K.C. JOHNSON: Ten Years Later, the Duke Lacrosse Case Still Reverberates.

Next month will be the tenth anniversary of the spring break party that triggered the Duke lacrosse case. That incident probably remains the highest-profile false rape claim in recent U.S. history—rivaled only by the claim against University of Virginia fraternity members leveled, and then retracted, by Rolling Stone.

That both of these false accusations occurred on a campus should come as no surprise. A general disinterest in due process for accused students combined with a one-sided intellectual atmosphere on questions related to gender make universities poorly suited to evaluate sexual assault allegations. The lacrosse case, moreover, added race and class to the mix.

From the standpoint of a faculty dominated by the race/class/gender trinity, the purported facts proved too tempting to resist: wealthy, white males accused of brutally attacking a poor, African-American female. And so dozens of Duke professors abandoned the academy’s traditional fealty to due process to embrace the version of events offered by Durham’s unethical (and subsequently disbarred) district attorney, Mike Nifong.

In their most prominent action, eighty-eight Duke faculty members signed a public statement affirming that something “happened” to Crystal Mangum. They actually boasted of their closed-mindedness by promising to continue their crusade regardless of “what the police say or the court decides.”

And after high-profile protests that had urged the castration of the lacrosse captains and blanketed the campus with “wanted” posters containing 43 of the lacrosse players’ photos, the Duke faculty members had a message for the protesters: “Thank you for not waiting and for making yourselves heard.”

Why was it so important for the protesters not to have waited until the facts were known? Not a single member of the Group of 88 has ever explained.

But perhaps the most chilling line in the Group of 88 statement was also its most banal—a notice at the bottom of the page, listing the 15 Duke academic departments and programs that chose to “sign onto this ad.” That such a wide swath of the Duke academic community officially affiliated with an inflammatory statement sent a powerful message in spring 2006.

It turned out that, with the exception of the African-American Studies Program, none of the academic departments had formally taken a vote to endorse affiliating with the statement. Yet this breach of standard academic protocol appears to have had no consequences at Duke.

An unwillingness to engage in any critical self-reflection is the foremost legacy of how the academy responded to the lacrosse case, at Duke and beyond.

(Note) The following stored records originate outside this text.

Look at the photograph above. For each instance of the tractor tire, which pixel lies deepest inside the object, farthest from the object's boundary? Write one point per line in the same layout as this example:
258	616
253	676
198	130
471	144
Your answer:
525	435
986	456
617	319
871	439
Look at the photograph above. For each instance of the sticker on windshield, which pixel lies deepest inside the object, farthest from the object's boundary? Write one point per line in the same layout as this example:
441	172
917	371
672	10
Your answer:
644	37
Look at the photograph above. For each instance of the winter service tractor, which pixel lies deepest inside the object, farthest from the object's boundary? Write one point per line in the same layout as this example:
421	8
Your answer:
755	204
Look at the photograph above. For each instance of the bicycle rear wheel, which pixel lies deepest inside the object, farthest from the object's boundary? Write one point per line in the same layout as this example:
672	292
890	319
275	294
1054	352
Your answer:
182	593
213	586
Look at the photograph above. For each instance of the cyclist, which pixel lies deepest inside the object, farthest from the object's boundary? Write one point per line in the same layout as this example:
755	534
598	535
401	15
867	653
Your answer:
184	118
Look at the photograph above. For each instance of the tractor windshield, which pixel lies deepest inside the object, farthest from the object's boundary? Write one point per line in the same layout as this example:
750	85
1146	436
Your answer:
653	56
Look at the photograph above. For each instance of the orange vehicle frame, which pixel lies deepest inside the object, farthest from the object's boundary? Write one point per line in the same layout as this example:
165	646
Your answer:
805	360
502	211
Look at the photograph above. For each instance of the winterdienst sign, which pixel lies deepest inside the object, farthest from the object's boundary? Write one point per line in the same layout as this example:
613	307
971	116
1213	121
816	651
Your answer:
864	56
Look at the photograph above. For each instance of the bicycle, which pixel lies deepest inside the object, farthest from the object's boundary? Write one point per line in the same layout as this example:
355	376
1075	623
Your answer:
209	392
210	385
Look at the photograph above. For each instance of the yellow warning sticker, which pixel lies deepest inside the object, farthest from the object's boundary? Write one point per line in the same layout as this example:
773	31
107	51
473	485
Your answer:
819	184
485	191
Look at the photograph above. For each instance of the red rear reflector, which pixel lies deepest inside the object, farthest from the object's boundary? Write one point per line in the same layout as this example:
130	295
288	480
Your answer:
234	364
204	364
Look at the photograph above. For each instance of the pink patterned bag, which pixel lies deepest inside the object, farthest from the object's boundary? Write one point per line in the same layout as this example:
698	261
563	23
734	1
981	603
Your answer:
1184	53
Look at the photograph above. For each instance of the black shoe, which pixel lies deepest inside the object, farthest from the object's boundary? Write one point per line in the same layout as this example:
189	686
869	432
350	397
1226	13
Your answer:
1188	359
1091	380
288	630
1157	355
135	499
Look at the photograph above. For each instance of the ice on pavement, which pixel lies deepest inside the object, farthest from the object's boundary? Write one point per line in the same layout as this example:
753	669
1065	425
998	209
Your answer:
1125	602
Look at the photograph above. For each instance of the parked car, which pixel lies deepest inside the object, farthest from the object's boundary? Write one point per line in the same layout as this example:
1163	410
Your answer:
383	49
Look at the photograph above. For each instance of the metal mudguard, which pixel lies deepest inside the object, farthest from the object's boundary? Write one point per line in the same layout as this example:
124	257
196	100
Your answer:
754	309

Duke spent tens of millions of dollars in settlement costs and legal fees for the lawsuits filed by the lacrosse players. (Some of that money unsuccessfully attempted to force me to reveal confidential e-mail exchanges with my sources.) It’s easy to see why Duke was so eager to settle the lawsuits before all discovery material became public. Early filings in the case attached a handful of administrators’ e-mails, including an April 2006 missive from president Richard Brodhead, musing that the movie Primal Fear might be an appropriate lens through which to view the case.

In that film, a character played by Ed Norton convinces his lawyers he was wrongfully accused, only to accidentally confess his guilt in the closing scene. One can only imagine what the full archive of Brodhead’s 2006 e-mails would have revealed.

Since the ending of the lacrosse case, Duke’s trustees have conferred on Brodhead two new five-year terms as president.

Well, if you’re wondering where the “burn it all to the ground” sentiments in American politics come from, stuff like this is one source. The pervasive rot in America’s political and intellectual ruling classes is evident, it’s easy to see why some people may conclude that it’s irreversible by ordinary means. I don’t feel that way yet, but the wake-up call has been sounded, and the ruling class has hit the snooze button repeatedly. Eventually, they’re going to have to take that pillow off their head.